Le chercheur originaire de la Romana, ville adossée au littoral de la Mer des Antilles, rappellera que les premières africaines introduites à «La Española» provenaient du Portugal et de Séville, pays où elles subissaient un lavage culturel. C´étaient les Nègres Ladinas.
Mais, très vite donc, l´on fit venir directement des côtes de l´Afrique occidentale, les Noires bozales (indigènes). Et, l´on souhaita, selon certaines clauses des licences accordées, qu´un tiers ou la moitié des livraisons soient constituées de femmes.

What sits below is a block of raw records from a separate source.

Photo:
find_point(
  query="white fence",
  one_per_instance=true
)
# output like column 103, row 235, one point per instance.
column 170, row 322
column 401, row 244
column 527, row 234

Ces africaines installées dans la colonie seront réparties dans trois secteurs de la vie économique et sociale : les esclaves de tala (de labeur), affectées dans les plantations de canne à sucre ou dans les fermes ; les jornaleros, vendeuses dans les places publiques et le personnel domestique.
L´exécution de l´ensemble de ces tâches, dans des conditions de contraintes excessives, ne se faisait sans résistance passive ou, parfois même active. Et, les mauvais traitements infligés aux femmes, à la limite de la cruauté, provoquèrent divers actes de vengeance et même des insurrections.
L´on notera que l´un des principaux objectifs des rebelles cimarrones retranchées, était d´exfiltrer les femmes du carcan esclavagiste. Ce fût, notamment, le cas dans le célèbre territoire montagneux de Nigua, en 1522. Selon certaines estimations reprises par Celsa, entre 20 à 25% de familles d´esclaves s´y réfugièrent.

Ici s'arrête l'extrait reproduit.